In every case, it’s stimulating the greed glands with the promise of fast, easy money that brings in sales.

Ideally, if that’s the marketing pitch to get people in the door based on what they WANT, you have a product that tells them what they NEED.

But let’s keep it real…

A 2016 Gallup poll found HALF of Americans reported playing the lottery in the previous 12 months.

And before you get your knickers in a bunch and tell me, “yeah, but that’s clearly the financially-desperate lower-income half of Americans…”

The same poll found that only 40% of lower-income Americans played…  While 53% of upper-income respondents had played the lottery in the past year.

Making a bit of money doesn’t make you immune to the easy money promise.

And in fact, many well-educated, high-income people are HORRIBLE with money.  They make enough to cover their bills, but they spend it all and haven’t learned to accumulate it, much less grow what they’ve accumulated.

And then as the years pass them by, they slowly start to realize that they’ve somehow spent most of what they’ve earned.

They recognize their future earning potential is shrinking.  And what they have just doesn’t seem like it will go that far.

And so as they approach their golden years, they actually become MORE risky in their bets, hoping for windfalls that will save them from their past mistakes.

…  And yet, this get-rich-quick attitude fails to get them further ahead.  In fact, it usually sets them back.

Here’s the thing: I’m NOT against getting rich quick…

In fact, I much prefer money coming in fast to money coming in slow.

Getting rich quick is a GOOD THING.

But if you don’t understand what it takes to get rich slow, getting rich quick won’t help you.

The appeal of fast and easy money is almost undeniable.

But most people who end up getting it AND KEEPING IT are the people whose actions to get rich slowly became more and more effective, until the flow of money into their coffers became fast and easy.

Slogging out the first few painful years of a copywriting career until you earn the big fees and write the big winners that bring in the big royalties can feel like getting rich slowly.  But all it takes is one breakthrough for that path to turn into getting rich quick.

Building businesses that solve problems and create value can be a long and painful process full of failure that feels like getting rich slowly.  But when you hit on a formula that scales and are able to hand off most of the business to your team, it can make you rich quick.

Putting off luxuries until tomorrow, maximizing savings, and investing conservatively for return-of-capital first over return-on-capital can be a long, slow road.  Until decades down the road your investments are churning out more money than you’d ever want to spend.

Don’t take this as preaching in a “holier than thou” way…

I wrote this essay as much for myself as for you.

I wrote this for the part of me that’s regretting not sinking a big chunk of change into the lottery, and is wondering “what if?”

I wrote this for the part of me that has to be constantly reminded, “This business only works if you do the work.”

I wrote this for the part of me that looks at my savings and wants to blow it all.

I wrote this for the part of me that is always on the lookout for hot stock tips, and that wants to be more invested in growth stocks than I am right now.

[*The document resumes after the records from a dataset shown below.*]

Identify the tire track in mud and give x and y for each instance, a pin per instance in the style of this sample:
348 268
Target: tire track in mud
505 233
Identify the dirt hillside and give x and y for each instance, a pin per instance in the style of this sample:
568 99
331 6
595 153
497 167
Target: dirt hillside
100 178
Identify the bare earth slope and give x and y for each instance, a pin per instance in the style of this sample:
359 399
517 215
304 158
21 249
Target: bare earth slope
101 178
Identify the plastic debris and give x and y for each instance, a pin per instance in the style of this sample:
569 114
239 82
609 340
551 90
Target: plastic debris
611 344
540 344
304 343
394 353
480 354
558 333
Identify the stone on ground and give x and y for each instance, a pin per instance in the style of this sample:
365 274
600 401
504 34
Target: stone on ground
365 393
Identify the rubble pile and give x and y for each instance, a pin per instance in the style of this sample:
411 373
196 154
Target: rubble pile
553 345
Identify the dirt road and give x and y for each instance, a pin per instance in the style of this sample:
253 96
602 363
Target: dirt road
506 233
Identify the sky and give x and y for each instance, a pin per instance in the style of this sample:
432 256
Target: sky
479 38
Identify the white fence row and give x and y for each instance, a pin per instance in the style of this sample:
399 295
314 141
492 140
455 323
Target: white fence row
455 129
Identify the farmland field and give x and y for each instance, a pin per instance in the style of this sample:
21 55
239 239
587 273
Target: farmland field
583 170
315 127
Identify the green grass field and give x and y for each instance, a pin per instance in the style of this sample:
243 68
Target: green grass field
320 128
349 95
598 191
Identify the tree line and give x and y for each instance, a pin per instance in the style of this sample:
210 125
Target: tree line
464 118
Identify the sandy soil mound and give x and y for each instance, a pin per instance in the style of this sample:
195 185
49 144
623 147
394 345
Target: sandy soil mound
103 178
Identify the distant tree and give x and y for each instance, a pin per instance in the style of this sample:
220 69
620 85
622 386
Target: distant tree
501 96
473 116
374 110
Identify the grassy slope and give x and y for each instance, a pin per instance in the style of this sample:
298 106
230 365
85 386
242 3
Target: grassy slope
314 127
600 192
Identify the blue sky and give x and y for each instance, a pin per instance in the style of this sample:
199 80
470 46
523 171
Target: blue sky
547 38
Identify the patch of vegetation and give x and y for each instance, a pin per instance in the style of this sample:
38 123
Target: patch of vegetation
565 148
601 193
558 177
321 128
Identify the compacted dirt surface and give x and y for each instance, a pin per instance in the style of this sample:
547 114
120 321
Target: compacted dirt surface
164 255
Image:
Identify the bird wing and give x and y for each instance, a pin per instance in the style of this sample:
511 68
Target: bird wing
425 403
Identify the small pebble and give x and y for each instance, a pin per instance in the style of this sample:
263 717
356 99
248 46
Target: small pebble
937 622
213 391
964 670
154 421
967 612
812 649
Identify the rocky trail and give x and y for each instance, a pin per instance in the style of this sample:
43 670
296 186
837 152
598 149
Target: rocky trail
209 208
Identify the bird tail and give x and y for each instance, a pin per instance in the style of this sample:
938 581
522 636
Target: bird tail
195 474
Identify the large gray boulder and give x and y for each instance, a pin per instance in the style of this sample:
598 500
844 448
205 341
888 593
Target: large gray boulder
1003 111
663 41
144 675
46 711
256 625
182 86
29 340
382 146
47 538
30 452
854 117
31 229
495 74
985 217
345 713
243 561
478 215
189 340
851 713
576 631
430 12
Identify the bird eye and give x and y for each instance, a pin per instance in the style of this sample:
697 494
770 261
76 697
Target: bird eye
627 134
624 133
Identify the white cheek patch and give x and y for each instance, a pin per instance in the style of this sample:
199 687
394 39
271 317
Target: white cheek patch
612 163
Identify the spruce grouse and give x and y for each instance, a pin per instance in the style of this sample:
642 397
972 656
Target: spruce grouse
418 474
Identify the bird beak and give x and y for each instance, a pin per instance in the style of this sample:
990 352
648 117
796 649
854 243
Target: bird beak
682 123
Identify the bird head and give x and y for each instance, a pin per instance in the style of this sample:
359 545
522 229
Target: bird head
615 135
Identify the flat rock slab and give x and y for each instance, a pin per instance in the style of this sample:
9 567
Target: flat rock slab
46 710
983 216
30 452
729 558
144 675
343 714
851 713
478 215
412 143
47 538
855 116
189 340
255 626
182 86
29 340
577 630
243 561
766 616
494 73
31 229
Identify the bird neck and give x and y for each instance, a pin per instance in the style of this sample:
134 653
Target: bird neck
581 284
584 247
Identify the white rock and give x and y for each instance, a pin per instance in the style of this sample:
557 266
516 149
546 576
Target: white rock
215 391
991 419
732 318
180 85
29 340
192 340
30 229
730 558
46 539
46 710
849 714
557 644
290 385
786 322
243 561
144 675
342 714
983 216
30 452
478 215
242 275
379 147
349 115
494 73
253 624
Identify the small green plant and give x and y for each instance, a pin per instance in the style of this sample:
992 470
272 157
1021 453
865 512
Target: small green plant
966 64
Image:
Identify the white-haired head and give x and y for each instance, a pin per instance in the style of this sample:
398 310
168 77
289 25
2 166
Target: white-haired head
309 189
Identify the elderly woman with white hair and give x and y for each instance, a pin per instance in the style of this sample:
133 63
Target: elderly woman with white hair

I wrote this for all those parts of me that, left to their own devices, would make one horrible financial decision after another until I was broke and starting over.

It’s not easy to walk the narrow path.  Especially in a society that is ignorant about and holds destructive ideas about wealth and money.

But in the long run, the narrow path is the ONLY path that will reliably get me where I want to go.  Any other path would be wandering in the wilderness, hoping I get there.